Learning by doing problems is the focal point of this course.
Each class period will be devoted to a discussion of the assigned problems from the class web site lead by randomly selected students. You may, on at most two occasions during the course, request an exemption from being subject to random selection by emailing me at least two hours before the beginning of class. You need not state a reason when submitting such a request.
You are strongly encouraged to work in groups the membership of which can change from assignment to assignment.
Groups of no more than three students can submit a single homework assignment that lists the names of those submitting. By including your name in this list you assert that you and the others listed actively participated in the solution of each of the assigned problems.
A copy of the homework to be submitted should be dropped off on the desk at the front of the classroom as you enter. Keep another copy to refer to during the class discussion.
Class sessions will be devoted to discussion of the on-line problems and assigned readings. I will randomly call upon students to answer questions and/or contribute to the class discussion.
I try to be the last person to leave the classroom. Please hang around after class if you have anything you would like to discuss.
Examination questions will be very much like the homework problems but modified in recognition of the time available for completion. There is no better preparation than doing the homework problems. Each exam will also involve one or two trivia questions that will be easy for anyone who has read the assignments. What, for example, was the hanging verse? (Friedman)
The requirement for the paper is to identify an interesting aspect of the law and then use Economic analysis to analyze it. The paper should have three parts:
The paper should be no longer than three double spaced pages. Other things equal, the shorter the better.
The primary purpose of the paper requirement is to encourage you to look at the world of law as an Economist with the question "Why?" firmly in mind.
As with homework, you are strongly encouraged to work together and share ideas. Team submissions, however, are not allowed. You must individually submit original analyses. This does not, however, preclude two or more people addressing the same question in different ways.
Please don’t hesitate to discuss your ideas with me -- it’s one of my favorite activities.
|Homework:||Based on your homework assignments after dropping the two lowest grades.|
|Exams:||Numerical grades for both the midterm and final will be obtained by "curving" the raw scores.|
30%: Your homework / class participation grade.
20%: Your puzzle grade.
20%: The better of your midterm and final examination grades.
30%: Your final examination grade.
All averages will be computed numerically and then converted to letter grades with an A+ for 97% or better, an A for 93%-97%, an A- for 90%-93% and so forth.
You are strongly encouraged to form study groups and to work together on the homework assignments and puzzles by discussing ideas and approaches.
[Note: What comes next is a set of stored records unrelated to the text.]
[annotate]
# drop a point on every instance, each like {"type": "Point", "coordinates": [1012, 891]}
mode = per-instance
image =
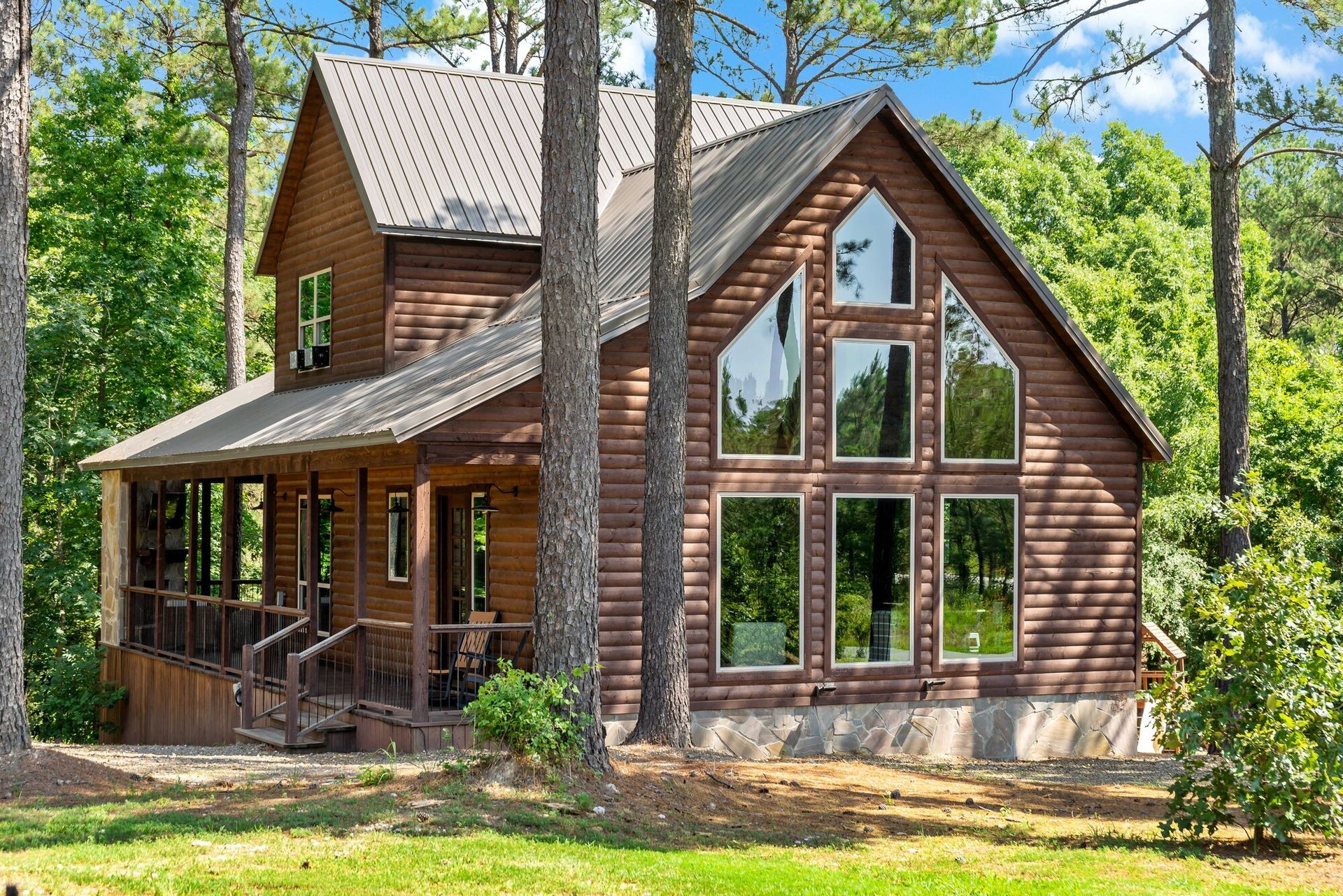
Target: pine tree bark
{"type": "Point", "coordinates": [1228, 276]}
{"type": "Point", "coordinates": [567, 518]}
{"type": "Point", "coordinates": [235, 229]}
{"type": "Point", "coordinates": [665, 672]}
{"type": "Point", "coordinates": [15, 59]}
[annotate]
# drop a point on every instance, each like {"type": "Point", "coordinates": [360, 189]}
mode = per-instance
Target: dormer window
{"type": "Point", "coordinates": [873, 255]}
{"type": "Point", "coordinates": [315, 309]}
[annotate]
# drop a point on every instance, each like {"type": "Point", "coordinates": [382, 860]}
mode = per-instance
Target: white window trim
{"type": "Point", "coordinates": [941, 354]}
{"type": "Point", "coordinates": [1016, 579]}
{"type": "Point", "coordinates": [800, 280]}
{"type": "Point", "coordinates": [718, 582]}
{"type": "Point", "coordinates": [834, 404]}
{"type": "Point", "coordinates": [387, 541]}
{"type": "Point", "coordinates": [312, 321]}
{"type": "Point", "coordinates": [914, 257]}
{"type": "Point", "coordinates": [914, 598]}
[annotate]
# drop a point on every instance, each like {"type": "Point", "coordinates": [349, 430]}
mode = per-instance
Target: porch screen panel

Please refrain, however, from merely sharing answers.
If you benefitted from conversations with someone in preparing a written assignment, it is customary to mention this in the paper or online submission. It is necessary to cite any written sources that you used including materials obtained electronically.
Examinations are closed book - you are allowed neither to seek assistance from nor provide assistance to anyone else during the examination, nor to consult any written materials other than the examination itself. The use of a calculator is permitted.